Just a few weeks ago, I gave a presentation on the chapter “Getting Unstuck” in Adam Grant’s book Hidden Potential. The whole book is very worthwhile, it was my turn to facilitate a discussion with colleagues.
Grant laid out how we get stuck and strategies to get unstuck. I picked up several themes that include:
- Having a growth mindset
- Letting go
- Taking action
- Asking for help
- Maintaining perspective
Let’s look at each of these.
A growth mindset is optimistic in the face of setbacks and demonstrates persistence, resilience and hope.
Letting go is hard to do. How do we decide whether to persist or to surrender to the obstacle and then be willing to take a step back and try a different approach.
This reminds me of the Strength Deployment Inventory assessment I use with clients. This strengths survey prioritizes our individual profile of 28 strengths.
When faced with resistance, many people try the same way harder, longer, more intensely. The coaching suggestion is to look beyond the top strengths they use all the time and try a strength or two that is the next level down for a fresh approach.
In the book’s chapter, Adam Grant tells the story of baseball pitcher RA Dickey who couldn’t consistently make it in the major leagues. His fastball wasn’t fast enough.
So, he spent seven years perfecting the quirky, difficult-to-throw (and hit!) knuckleball. After being sent down to the minors seven times, he finally had success in the majors. He noted, “Hope is incredible fuel.”
He demonstrated persistence, agility, resilience, innovation plus humility in both stepping back to retool as well as asking for help.
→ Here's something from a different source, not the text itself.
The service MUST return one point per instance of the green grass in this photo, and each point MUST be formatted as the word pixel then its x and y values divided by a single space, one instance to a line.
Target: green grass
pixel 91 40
Taking action is critical. Nothing changes if nothing changes. Grant advises that we don’t need the specific directions of a map.
Instead, imagine you have a compass; get started and check in to ensure you’re headed in the right direction.
Be open to exploring and experimenting. The path may unfold as you go. The trick is to get started.
Asking for help can be difficult in itself. Personally, I sometimes struggle with it myself. Not so much an ego thing, but not wanting to bother someone. Over literally decades, my experience has consistently been responses of generosity when I have reached out.
Grant does note an interesting dynamic about receiving help. With the inclination to seek an expert (the best!) for their counsel, we may not be knocking on the right door for the most helpful advice.
These experts have “the curse of knowledge.” The more they know, the harder it is for them to fathom what’s it’s like to not know. They operate with unconscious mastery at an intuitive level and there is a mismatch with novices seeking direction.
Grant does recommend seeking out mentors as sounding boards and believes we don’t need big numbers – two or three can be enough.
When the journey of seeking gets bogged down and we feel worn out, there can be the emotional toll of languishing.
Languishing is a feeling of stagnation and emptiness, not seeing enough progress to maintain motivation – feeling stuck and staying stuck.
Faced with languishing, Grant suggests letting go and taking a break with a “detour.” Stop trying to make headway with the project at hand and spend time in another (unrelated) activity where you will make some progress and have a feeling of accomplishment. It positions us to return to the main project refreshed with renewed energy.
The last theme of perspective is offered to put current circumstances in a larger context. If we experience a disappointment, don’t despair; look at the bigger picture over a long arc of time and see it as the minor setback that it is. I think of a graph of the stock market and how a small correction looks inconsequential on a five-year trend of growth.
Grant offers more encouragement. Noting how we might experience frustration if it feels like we’re going in circles, take heart and notice our progress when it is really an upward spiral.
I think we need to celebrate more the small wins as they come along.
“The strongest known force in daily motivation is a sense of progress,” wrote Grant.